Oggi — come tutti sappiamo — questa locuzione ha preso piede e si adopera soprattutto a proposito di lavori svolti nei ritagli di tempo, a mo' di... passatempo, di svago.
Dizionario Latino Olivetti - SUBSICIVUS

28-02-2015 — Autore: Fausto Raso — permalink


Pulcelloni

È un vero peccato che i vocabolari abbiano relegato nella soffitta della lingua il termine pulcelloni, uno degli avverbi in -oni che la storia della lingua ha condannato come desueti. I sopravvissuti sono bocconi, carponi, tentoni, cavalcioni, ginocchioni, penzoloni e pochissimi altri adoperati, però, in modo errato facendoli precedere dalla preposizione a: a cavalcioni.
Gli avverbi, sarà utile ricordarlo, non hanno alcun bisogno di essere sorretti dalle preposizioni; nessuno dice, infatti, a lentamente. Perché, dunque, dobbiamo sentire una bestemmia linguistica come a tentoni, a cavalcioni e via dicendo?
Ma non divaghiamo e torniamo a pulcelloni, che anticamente si riferiva all'amaro tempo del nubilato: quella donna ha vissuto tutta la vita pulcelloni, vale a dire senza marito.
È veramente un peccato che la lingua moderna abbia messo in soffitta alcuni avverbi in -oni considerandoli superati dal tempo e abbia privilegiato i termini stranieri che, a nostro avviso, inquinano in modo considerevole il nostro idioma.
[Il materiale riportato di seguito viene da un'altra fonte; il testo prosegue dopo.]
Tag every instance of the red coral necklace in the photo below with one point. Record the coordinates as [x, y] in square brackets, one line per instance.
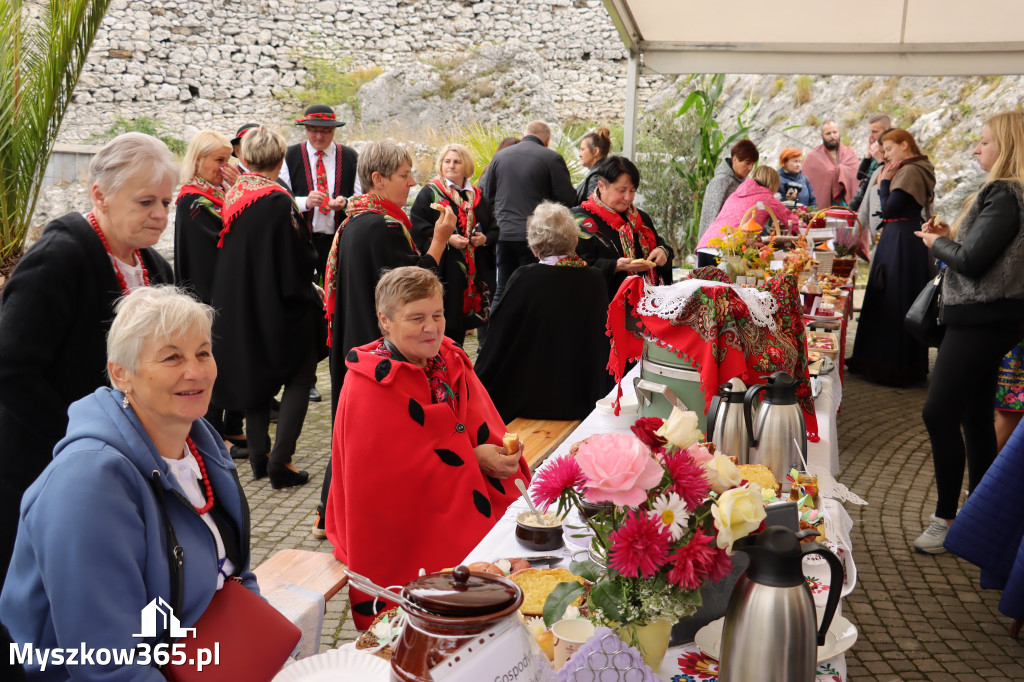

Si dirà: la lingua, come tutte le cose, invecchia e occorre dare spazio a vocaboli nuovi. Giustissimo, ben vengano i nuovi termini, purché siano italiani, non barbari. Che bisogno c'è, infatti, di dire che quella donna vive single quando avevamo un avverbio o, se preferite, un vocabolo tutto italiano che rendeva perfettamente l'idea della donna non sposata, pulcelloni, appunto? Ma tant'è.
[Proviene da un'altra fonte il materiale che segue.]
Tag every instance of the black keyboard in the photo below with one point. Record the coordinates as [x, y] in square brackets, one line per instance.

Arrendiamoci pure al progresso linguistico ma condanniamo il barbarismo dilagante. È assurdo il dover constatare il fatto che molti giovani di oggi (ma non solo essi) conoscano perfettamente la lingua di Albione e restino atterriti davanti a parole (italianissime) come sdraioni, gironi, brancoloni, sdondoloni, tutti avverbi — come il citato pulcelloni — che un tempo esprimevano magnificamente il concetto ritenuto sorpassato dai compilatori dei vocabolari, che privilegiano — lo ripetiamo — il linguaggio barbaro alla madre lingua. Non crediamo di bestemmiare se sosteniamo che anche essi — per la parte che loro compete — sono responsabili dell'impoverimento della nostra lingua.
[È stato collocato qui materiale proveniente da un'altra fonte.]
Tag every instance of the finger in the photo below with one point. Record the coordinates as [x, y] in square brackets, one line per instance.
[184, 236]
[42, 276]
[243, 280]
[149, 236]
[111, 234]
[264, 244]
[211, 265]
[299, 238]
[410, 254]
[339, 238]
E a proposito di pulcelloni — che etimologicamente viene da pulcella (fanciulla) — sentite quanto scrive il trecentista Donato Velluti (Cronica domestica): «...Le dette Cilia e Gherardina non si maritarono; stettono un gran tempo pulcelloni, con isperanza di marito...».
Oggi vivere pulcelloni, che significa anche non avere alcun rapporto matrimoniale, sembra non avere più importanza, ma quando l'avverbio  nacque ne aveva (e come!) tanto che fu coniata anche un'altra parola (riferita sia agli uomini sia alle donne) per indicare le persone non sposate: pinzochero (con il femminile pinzochera)  termine fortunatamente non ripudiato dai vocabolari.
L'etimologia della parola è incerta: forse da bizzoco, membro d'una setta che seguiva la regola di S. Francesco, ma vivendo da eremita. Per estensione, quindi, il termine passò a indicare tutte le persone  che non erano sposate in quanto spiritualmente vivevano da eremita.